Nel 1972 Kisho Kurokawa realizza a Tokyo, tra i quartieri di Ginza e Shinbashi, una delle poche icone costruite dell’onda metabolista giapponese: percorrendo tutti gli anni ’60 con progetti megastrutturali ispirarti a aggregazioni biologiche che rispondevano ad un nuovo presente già futuribile e automatizzato, i metabolist giapponesi avevano costituito un versante piuttosto peculiare di quell’onda radicale internazionale che era rappresentata ad esempio dagli Archigram in Inghilterra, vedendo l’apice di molte loro ricerche formali espresse nelle strutture per l’Expo 1970 di Osaka.
Con le sue 144 unità modulari minime e integrate, la Nakagin Capsule Tower rappresentava l’applicazione di queste letture alla scala dì un abitare individuale, plug-in, fluidamente aggregabile, aggiornabile e sostituibile. Gli aggiornamenti però non vengono messi in atto e la demolizione della torre è programmata dopo 50 anni, il 12 aprile 2022. Molti dei residenti concordano sulla sua sostituzione, mentre quelli che per anni ne hanno promosso la conservazione lavorano per la cessione di alcune capsule a diversi musei.

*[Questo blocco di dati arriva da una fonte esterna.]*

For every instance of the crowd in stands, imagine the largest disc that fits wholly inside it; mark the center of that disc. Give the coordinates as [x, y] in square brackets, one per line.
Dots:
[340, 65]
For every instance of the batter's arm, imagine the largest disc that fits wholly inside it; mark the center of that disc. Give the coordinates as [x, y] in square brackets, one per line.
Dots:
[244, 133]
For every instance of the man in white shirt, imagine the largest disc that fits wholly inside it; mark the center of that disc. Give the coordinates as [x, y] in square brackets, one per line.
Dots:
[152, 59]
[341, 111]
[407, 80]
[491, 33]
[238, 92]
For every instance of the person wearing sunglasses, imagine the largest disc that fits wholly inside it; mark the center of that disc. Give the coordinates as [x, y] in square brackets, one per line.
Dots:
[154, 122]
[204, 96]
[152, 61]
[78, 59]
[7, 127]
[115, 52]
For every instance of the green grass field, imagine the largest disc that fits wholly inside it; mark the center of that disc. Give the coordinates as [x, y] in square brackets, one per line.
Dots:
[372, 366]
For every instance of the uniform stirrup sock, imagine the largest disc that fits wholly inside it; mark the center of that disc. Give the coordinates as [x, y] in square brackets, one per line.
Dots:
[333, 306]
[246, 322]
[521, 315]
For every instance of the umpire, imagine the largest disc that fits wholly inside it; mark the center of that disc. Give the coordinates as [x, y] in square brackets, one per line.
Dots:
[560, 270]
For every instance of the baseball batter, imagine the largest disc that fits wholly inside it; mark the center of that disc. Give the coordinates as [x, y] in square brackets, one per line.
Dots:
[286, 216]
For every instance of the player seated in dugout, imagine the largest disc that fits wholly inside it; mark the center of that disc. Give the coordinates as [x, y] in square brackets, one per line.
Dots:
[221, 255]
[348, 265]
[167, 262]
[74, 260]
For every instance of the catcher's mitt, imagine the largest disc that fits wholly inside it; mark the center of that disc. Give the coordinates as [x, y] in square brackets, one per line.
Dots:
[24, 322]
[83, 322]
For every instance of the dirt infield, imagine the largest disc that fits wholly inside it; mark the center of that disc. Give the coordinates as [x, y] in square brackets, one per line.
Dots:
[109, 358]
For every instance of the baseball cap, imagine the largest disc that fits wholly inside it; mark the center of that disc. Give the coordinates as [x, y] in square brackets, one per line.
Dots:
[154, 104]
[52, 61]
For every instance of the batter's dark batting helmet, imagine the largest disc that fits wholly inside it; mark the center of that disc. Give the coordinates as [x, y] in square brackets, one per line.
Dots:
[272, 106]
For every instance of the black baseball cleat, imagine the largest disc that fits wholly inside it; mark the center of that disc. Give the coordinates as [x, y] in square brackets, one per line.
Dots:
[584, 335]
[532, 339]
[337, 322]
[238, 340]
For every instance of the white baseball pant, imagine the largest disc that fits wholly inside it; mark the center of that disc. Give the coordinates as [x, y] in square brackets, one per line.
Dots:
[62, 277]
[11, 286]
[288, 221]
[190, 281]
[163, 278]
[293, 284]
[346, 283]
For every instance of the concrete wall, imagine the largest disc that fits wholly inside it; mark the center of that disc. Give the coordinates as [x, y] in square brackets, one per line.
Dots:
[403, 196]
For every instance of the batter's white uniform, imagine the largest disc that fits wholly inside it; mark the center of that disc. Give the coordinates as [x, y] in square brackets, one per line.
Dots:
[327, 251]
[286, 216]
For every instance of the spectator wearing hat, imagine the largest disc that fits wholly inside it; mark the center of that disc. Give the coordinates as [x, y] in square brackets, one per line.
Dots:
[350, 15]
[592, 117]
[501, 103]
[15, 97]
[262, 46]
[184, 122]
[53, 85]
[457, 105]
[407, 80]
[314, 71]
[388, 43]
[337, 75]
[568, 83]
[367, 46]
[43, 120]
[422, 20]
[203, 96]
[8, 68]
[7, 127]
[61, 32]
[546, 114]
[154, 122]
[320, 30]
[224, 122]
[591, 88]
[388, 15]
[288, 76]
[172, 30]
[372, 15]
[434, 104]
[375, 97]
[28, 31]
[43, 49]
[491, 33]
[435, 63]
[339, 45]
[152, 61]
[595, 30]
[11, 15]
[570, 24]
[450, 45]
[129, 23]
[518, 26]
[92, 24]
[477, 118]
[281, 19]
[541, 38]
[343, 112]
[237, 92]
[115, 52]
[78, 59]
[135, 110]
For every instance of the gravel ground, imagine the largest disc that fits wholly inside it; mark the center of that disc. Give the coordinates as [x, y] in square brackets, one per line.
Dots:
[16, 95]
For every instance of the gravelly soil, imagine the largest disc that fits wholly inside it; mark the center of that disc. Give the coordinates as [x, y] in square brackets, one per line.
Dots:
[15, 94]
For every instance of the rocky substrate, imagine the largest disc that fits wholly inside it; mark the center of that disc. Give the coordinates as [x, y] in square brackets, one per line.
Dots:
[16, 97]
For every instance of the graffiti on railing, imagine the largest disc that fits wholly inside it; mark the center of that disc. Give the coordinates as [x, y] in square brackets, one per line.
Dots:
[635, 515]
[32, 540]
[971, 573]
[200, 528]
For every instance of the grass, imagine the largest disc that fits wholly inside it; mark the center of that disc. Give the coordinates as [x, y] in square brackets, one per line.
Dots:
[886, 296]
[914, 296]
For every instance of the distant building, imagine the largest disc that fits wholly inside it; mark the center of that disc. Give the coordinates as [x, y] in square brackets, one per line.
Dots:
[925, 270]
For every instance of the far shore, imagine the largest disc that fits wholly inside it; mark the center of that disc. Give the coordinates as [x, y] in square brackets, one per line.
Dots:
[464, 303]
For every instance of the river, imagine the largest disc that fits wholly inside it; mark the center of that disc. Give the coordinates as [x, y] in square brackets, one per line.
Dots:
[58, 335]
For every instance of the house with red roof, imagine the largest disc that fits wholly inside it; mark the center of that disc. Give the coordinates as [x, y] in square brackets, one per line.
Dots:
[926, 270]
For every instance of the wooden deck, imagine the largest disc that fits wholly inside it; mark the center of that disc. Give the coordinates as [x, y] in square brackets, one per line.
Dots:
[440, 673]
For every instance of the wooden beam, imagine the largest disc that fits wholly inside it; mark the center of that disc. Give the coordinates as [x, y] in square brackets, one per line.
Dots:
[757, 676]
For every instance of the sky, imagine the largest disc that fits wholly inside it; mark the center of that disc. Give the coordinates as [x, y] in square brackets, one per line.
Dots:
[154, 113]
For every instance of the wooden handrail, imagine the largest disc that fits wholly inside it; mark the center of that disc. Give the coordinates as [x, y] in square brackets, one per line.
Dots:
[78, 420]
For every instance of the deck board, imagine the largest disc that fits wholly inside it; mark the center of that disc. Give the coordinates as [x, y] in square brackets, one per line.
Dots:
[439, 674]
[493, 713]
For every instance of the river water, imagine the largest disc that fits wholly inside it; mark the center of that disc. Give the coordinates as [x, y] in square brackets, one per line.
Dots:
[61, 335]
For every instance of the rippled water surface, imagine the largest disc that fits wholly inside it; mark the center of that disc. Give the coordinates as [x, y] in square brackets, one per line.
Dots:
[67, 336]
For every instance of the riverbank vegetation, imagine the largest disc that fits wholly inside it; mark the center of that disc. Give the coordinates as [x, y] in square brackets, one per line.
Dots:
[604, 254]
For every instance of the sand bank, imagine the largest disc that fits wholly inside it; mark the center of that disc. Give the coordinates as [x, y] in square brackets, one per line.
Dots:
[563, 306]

Fin da subito dopo la seconda guerra mondiale, Domus aveva rivolto la sua attenzione all’articolazione di una nuova modernità in Giappone, e alle modalità del suo scambio con l’Occidente. A valle del periodo metabolista, pubblica allora la Nakagin Capsule Tower nel numero 520 dell’aprile 1973 . Si tratta di un’indagine tipologica che si estende al concetto stesso di capsula nel lavoro di Kurokawa e al suo uso, a volte anche in compromessi non molto radicali con la tradizione locale.
Al piano d’ingresso dell’edificio, una caffetteria; al primo piano, gli uffici; da questo livello in su, 140 alloggi uniambientali, ognuno costituito da una capsula di m 4X2,5x2,5.
Le 140 capsule, ‘appese’ alle torri in cemento armato che raccolgono le comunicazioni verticali, sono delle cellule identiche, prefabbricate, in acciaio; corredate da unità-bagno, impianto di condizionamento, televisione a colori. Costruite ad Osaka, sono state trasportate a Tokio via camion. Tempo di montaggio per ogni capsula: tre ore.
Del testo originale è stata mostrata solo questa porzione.